Elevate Your NMS: WEEK 10: Bridging the "Therapeutic Gap" (Asthma: AIR & MART)
Dear Member,
As we
conclude our clinical series with Week 10, we are addressing the most significant paradigm shift in respiratory care in decades: The transition to AIR & MART for Asthma.
The historic reliance on "blue" SABA (salbutamol) monotherapy is dangerous, as it provides rapid symptom relief but masks underlying airway inflammation. Following the 2024 NG245 guidelines,
patients must now unlearn decades of behavior and transition to Anti-Inflammatory Reliever (AIR) and Maintenance and Reliever Therapy (MART) pathways using ICS/formoterol combination inhalers.
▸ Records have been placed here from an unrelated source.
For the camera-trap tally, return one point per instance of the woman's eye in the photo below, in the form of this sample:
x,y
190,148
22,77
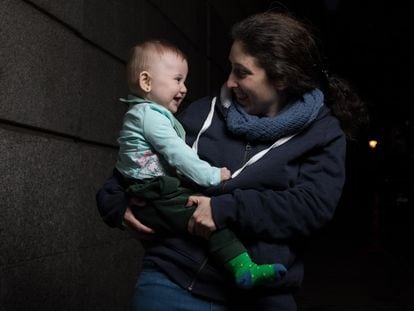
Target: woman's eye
x,y
239,73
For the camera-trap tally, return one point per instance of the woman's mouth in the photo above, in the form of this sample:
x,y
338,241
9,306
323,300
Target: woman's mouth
x,y
240,95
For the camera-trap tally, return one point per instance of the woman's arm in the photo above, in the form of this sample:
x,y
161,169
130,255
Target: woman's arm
x,y
114,208
297,211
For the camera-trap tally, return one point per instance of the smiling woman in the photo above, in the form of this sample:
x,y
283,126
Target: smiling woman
x,y
250,84
279,119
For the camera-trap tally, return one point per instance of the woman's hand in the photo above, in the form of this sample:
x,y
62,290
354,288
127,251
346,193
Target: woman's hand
x,y
201,223
132,224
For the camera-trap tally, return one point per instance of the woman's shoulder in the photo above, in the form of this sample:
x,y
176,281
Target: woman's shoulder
x,y
325,127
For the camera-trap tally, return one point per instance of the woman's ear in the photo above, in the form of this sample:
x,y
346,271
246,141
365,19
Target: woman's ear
x,y
145,81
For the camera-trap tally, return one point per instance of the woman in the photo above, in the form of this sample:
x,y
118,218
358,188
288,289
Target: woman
x,y
278,124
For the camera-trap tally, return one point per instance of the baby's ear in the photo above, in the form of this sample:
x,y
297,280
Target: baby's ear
x,y
145,81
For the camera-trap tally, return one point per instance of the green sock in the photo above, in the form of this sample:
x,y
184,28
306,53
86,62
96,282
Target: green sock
x,y
249,274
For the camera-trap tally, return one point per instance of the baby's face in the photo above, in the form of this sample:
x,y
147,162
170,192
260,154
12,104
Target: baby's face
x,y
168,74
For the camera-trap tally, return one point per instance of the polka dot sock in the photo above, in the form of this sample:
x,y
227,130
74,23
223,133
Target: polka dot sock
x,y
249,274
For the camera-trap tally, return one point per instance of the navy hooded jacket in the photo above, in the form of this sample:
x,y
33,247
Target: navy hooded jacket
x,y
273,205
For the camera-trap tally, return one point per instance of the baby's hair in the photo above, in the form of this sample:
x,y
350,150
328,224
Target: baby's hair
x,y
139,59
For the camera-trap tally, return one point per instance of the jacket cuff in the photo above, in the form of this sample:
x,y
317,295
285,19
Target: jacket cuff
x,y
224,210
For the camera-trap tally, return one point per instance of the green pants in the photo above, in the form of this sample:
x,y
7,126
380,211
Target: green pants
x,y
168,215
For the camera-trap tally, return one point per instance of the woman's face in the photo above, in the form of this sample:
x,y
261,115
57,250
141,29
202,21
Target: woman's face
x,y
250,84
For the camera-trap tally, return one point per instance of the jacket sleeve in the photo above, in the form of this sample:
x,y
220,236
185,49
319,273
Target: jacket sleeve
x,y
111,201
297,211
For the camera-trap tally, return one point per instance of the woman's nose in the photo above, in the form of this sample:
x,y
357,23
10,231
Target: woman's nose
x,y
231,82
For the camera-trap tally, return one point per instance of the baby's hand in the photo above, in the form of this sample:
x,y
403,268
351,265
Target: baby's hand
x,y
225,174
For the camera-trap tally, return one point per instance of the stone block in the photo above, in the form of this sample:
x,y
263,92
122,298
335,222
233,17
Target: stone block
x,y
40,71
48,196
69,12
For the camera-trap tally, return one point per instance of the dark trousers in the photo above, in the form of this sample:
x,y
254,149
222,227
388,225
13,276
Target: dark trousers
x,y
168,215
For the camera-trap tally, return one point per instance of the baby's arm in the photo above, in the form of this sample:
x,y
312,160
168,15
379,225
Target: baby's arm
x,y
225,174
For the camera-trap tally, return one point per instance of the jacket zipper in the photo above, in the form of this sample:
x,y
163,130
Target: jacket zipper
x,y
203,264
246,151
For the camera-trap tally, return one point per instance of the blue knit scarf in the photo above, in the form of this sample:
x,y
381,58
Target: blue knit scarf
x,y
290,120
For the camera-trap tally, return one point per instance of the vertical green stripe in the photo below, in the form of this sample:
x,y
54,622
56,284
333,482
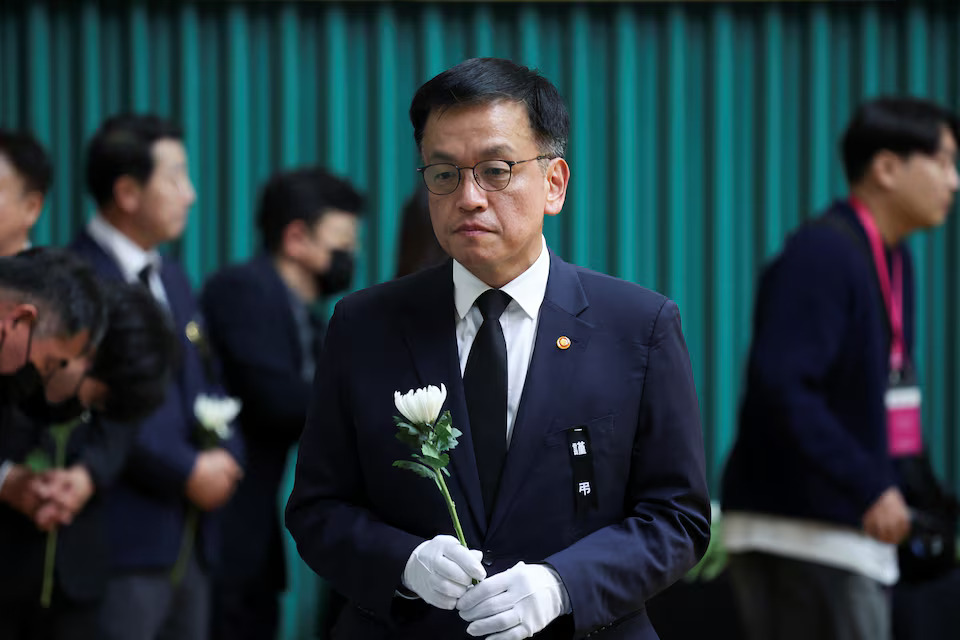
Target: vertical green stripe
x,y
581,129
724,224
627,207
677,158
339,74
190,120
773,105
139,56
289,72
821,138
237,201
39,98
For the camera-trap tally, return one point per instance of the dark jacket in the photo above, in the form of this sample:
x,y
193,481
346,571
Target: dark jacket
x,y
147,508
813,441
252,327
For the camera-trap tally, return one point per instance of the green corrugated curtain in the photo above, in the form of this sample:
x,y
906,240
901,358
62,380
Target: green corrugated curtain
x,y
702,134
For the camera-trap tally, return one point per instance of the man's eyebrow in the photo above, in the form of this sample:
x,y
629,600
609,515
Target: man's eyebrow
x,y
494,152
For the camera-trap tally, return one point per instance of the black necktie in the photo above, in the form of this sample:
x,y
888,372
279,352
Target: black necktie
x,y
485,386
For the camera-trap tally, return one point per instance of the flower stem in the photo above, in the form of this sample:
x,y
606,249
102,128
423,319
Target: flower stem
x,y
450,507
49,562
186,546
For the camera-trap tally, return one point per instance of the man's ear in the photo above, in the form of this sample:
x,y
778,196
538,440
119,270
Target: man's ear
x,y
885,169
558,177
127,193
24,311
293,239
33,205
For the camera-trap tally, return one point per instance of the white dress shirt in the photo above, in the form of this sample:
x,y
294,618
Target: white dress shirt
x,y
519,322
128,255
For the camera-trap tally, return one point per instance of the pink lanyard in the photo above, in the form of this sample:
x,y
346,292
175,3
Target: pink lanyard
x,y
892,291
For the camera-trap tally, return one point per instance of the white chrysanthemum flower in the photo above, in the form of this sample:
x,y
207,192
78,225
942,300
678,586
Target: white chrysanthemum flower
x,y
421,406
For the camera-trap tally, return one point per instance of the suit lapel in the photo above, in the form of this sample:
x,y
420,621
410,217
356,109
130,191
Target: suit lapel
x,y
549,378
430,333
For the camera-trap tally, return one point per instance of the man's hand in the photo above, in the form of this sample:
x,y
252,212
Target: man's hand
x,y
23,490
514,604
440,570
888,519
214,477
68,492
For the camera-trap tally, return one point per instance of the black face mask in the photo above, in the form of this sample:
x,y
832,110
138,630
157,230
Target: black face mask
x,y
22,384
25,381
36,408
337,278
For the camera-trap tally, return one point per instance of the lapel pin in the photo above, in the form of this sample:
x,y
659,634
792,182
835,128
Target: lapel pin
x,y
192,331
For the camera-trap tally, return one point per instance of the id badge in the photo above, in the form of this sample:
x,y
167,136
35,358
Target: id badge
x,y
904,432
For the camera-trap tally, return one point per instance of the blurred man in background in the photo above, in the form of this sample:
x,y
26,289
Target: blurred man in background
x,y
137,174
55,557
266,329
813,508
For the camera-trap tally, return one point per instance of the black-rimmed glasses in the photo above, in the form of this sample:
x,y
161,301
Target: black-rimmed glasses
x,y
443,178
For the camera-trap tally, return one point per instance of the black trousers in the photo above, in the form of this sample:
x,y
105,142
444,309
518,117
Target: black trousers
x,y
64,620
245,612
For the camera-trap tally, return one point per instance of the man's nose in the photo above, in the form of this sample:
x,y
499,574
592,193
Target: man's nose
x,y
470,197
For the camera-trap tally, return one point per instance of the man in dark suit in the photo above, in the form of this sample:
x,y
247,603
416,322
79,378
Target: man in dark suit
x,y
579,476
51,320
813,507
268,337
74,460
137,174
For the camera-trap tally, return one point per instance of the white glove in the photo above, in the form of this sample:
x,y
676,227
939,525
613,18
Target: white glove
x,y
440,570
514,604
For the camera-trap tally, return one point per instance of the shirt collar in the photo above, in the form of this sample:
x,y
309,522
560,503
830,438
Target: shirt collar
x,y
130,257
527,289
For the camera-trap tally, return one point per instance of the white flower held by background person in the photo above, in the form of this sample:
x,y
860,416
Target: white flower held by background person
x,y
421,406
216,413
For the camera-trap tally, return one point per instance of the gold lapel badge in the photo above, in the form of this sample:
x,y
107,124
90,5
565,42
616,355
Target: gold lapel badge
x,y
192,332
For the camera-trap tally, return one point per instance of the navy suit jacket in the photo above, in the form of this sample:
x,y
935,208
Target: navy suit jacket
x,y
146,509
813,440
253,330
626,377
82,560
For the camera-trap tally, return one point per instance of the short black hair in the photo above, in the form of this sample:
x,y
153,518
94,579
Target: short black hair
x,y
28,158
418,247
61,285
301,194
901,125
137,355
485,80
123,146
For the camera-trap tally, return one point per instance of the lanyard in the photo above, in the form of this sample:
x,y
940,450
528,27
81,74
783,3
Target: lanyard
x,y
892,290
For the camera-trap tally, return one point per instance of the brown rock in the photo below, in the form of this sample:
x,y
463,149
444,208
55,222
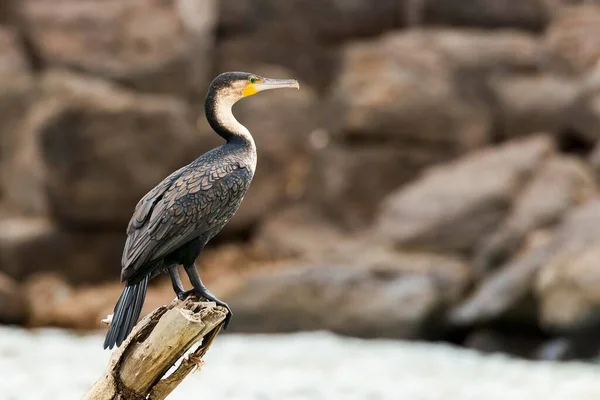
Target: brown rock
x,y
13,62
394,107
153,46
317,19
567,284
570,46
533,103
560,184
17,94
544,270
583,116
453,207
515,343
87,151
348,182
299,232
525,14
389,297
13,309
32,245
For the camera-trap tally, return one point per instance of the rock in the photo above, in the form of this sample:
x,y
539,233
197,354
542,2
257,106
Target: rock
x,y
17,94
7,11
453,207
560,184
582,117
567,284
153,46
348,182
331,20
393,107
392,297
316,67
299,232
532,103
13,309
87,151
35,245
506,293
13,62
569,45
557,271
16,86
516,342
528,14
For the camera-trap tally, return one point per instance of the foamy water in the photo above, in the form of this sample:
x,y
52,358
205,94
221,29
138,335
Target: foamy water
x,y
54,364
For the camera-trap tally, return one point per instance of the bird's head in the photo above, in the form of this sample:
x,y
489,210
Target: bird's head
x,y
233,86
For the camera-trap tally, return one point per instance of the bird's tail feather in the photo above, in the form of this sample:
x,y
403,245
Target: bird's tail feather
x,y
126,313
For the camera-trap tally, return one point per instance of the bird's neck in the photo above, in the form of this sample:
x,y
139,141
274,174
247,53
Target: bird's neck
x,y
220,117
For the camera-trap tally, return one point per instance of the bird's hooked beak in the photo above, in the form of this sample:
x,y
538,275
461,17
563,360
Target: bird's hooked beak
x,y
267,84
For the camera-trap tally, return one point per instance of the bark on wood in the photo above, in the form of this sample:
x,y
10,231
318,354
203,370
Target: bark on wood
x,y
137,368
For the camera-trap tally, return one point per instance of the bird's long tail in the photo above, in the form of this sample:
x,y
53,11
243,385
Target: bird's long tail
x,y
127,311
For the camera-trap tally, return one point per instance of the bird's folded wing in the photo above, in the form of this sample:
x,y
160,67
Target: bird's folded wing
x,y
193,203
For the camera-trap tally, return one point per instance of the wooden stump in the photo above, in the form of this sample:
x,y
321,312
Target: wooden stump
x,y
137,368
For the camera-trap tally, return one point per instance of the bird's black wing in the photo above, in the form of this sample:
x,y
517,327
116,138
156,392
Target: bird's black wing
x,y
192,202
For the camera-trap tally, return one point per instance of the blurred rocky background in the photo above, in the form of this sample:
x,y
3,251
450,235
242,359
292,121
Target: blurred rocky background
x,y
435,178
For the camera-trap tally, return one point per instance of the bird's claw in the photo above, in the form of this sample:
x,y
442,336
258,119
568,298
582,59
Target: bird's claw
x,y
185,294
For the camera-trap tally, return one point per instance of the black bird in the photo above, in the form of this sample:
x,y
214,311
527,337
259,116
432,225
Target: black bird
x,y
173,222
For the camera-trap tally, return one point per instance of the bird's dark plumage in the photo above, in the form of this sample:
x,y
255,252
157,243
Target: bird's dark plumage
x,y
173,222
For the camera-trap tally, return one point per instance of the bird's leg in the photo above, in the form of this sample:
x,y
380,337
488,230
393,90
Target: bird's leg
x,y
176,281
201,290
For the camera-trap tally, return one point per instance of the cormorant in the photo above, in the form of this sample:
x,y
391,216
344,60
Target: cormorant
x,y
173,222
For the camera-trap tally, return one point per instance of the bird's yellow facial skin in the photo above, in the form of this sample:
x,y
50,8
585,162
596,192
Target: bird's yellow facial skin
x,y
251,88
256,84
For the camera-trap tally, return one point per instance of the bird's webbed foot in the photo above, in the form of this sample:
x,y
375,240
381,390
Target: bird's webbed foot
x,y
210,297
184,294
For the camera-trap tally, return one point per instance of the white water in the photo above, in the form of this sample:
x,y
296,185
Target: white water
x,y
52,364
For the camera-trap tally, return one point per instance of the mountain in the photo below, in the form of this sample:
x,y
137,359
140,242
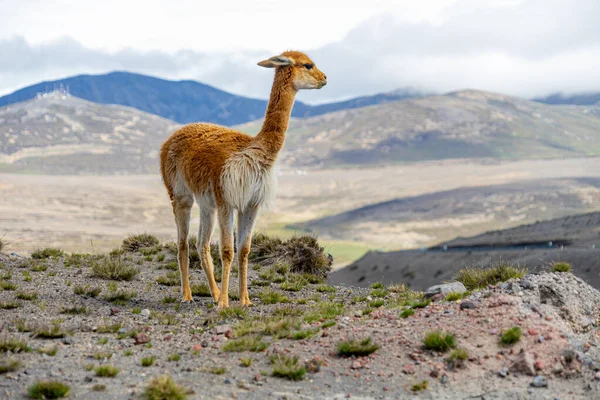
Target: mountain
x,y
573,239
61,134
422,221
465,124
183,101
584,99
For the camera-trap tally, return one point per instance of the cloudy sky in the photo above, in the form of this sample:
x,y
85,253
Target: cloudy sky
x,y
520,47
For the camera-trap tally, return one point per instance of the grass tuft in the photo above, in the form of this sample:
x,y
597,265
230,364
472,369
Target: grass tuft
x,y
561,267
106,371
511,336
136,242
287,367
439,341
357,348
479,278
164,388
48,390
114,268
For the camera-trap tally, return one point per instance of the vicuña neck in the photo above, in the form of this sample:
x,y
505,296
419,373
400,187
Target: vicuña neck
x,y
272,133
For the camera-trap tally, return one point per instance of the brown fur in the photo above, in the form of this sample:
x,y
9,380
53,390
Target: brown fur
x,y
195,158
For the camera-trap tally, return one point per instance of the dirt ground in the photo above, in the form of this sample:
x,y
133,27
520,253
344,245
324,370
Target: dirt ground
x,y
557,313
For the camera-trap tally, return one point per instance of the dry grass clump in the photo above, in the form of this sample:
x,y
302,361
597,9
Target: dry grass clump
x,y
136,242
114,268
164,388
48,252
478,278
303,254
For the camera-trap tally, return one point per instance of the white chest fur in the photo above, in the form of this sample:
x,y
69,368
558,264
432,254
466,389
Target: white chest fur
x,y
248,182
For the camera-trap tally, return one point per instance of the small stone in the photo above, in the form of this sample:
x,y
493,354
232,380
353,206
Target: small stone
x,y
539,381
141,338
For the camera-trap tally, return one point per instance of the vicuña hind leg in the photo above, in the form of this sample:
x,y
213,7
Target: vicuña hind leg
x,y
245,225
181,208
208,218
226,243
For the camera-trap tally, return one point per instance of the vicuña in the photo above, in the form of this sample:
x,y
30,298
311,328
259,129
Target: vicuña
x,y
227,171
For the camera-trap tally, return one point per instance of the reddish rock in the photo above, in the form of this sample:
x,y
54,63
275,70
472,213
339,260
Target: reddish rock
x,y
141,338
524,364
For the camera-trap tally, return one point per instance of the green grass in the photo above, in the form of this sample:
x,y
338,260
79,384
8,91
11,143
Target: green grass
x,y
439,341
48,390
114,268
28,296
407,313
48,252
270,296
121,297
246,343
136,242
356,348
171,278
511,336
9,365
106,371
287,367
164,388
14,345
148,361
561,267
479,278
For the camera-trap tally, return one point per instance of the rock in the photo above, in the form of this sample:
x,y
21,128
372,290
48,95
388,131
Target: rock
x,y
141,338
539,381
445,288
524,364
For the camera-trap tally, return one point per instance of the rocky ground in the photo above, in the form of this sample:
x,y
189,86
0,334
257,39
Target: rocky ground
x,y
556,357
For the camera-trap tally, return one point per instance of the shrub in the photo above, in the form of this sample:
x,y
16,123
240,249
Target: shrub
x,y
163,388
287,367
48,390
106,371
561,267
357,348
136,242
511,336
439,341
478,278
48,252
114,268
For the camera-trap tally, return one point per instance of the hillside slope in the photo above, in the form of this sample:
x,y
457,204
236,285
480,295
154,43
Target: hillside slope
x,y
467,124
60,134
184,101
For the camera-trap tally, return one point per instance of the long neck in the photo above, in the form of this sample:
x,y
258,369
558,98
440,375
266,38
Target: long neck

The Paradox: The protective airway remodelling effect of the Inhaled Corticosteroid (ICS) takes weeks to establish. However, the transient side effects of Formoterol (tremors,
palpitations) and the local side effects of the ICS (oral thrush, hoarseness) happen immediately. Patients often abandon their combination inhaler in Week 1 due to these side effects, completely missing the long-term protection and reverting to dangerous SABA over-reliance.
The "Asthma Adherence" Focus This week, we are providing expert-level support sheets
for:
Formoterol (LABA) - The Tremor Guarantee: Patients often panic when experiencing a slight shake or faster heartbeat. The NMS Strategy: We normalize this by explaining that Formoterol stimulates β2 receptors in skeletal muscle as well as the lungs. Crucially, we assure them that these skeletal muscle receptors down-regulate within 7-14 days. We
reframe the tremor as their muscles simply "getting used to the drug," preventing premature discontinuation.
ICS Therapy & The Spacer Mandate (Thrush Risk): ICS causes local immunosuppression in the oropharynx, allowing Candida albicans to overgrow. The NMS Strategy: We audit their rinsing technique (brushing teeth/rinsing and
spitting after doses). Furthermore, we enforce the spacer mandate: if prescribed a pMDI (aerosol spray), they must use a spacer. Without it, approximately 80% of the drug impacts the back of the throat rather than reaching the lungs.
SABA Over-Reliance Risk: Patients view their blue inhaler as a "lifesaver," but excessive use down-regulates β2 receptors, making them less
responsive during a severe attack. The NMS Strategy: We share the stark data—dispensing ≥3 SABA canisters per year doubles the risk of ED visits. We educate them that their new AIR/MART inhaler is BOTH their daily preventer (if MART) AND their emergency rescue inhaler.
Why focus on this today? The "Therapeutic Gap" here is a dangerous mix
of physical side effects and psychological dependence on the old "blue inhaler." Your NMS intervention breaks this dependence, pre-emptively warns about transient LABA tremors, and audits mouth-rinsing technique at Week 2 to drive long-term adherence.
Please review the attached guides and use them to structure your conversations to safely guide your patients through this
major clinical transition.
Mandatory Clinical Disclaimer: Pharmacists must always verify information against current sources. The materials provided in this series are visual training aids designed for educational purposes only. They should not be relied upon to make clinical decisions. Professional clinical judgement must be exercised at all times, and the latest
SPC, BNF, and NICE guidelines must be consulted. The authors accept no liability for clinical errors.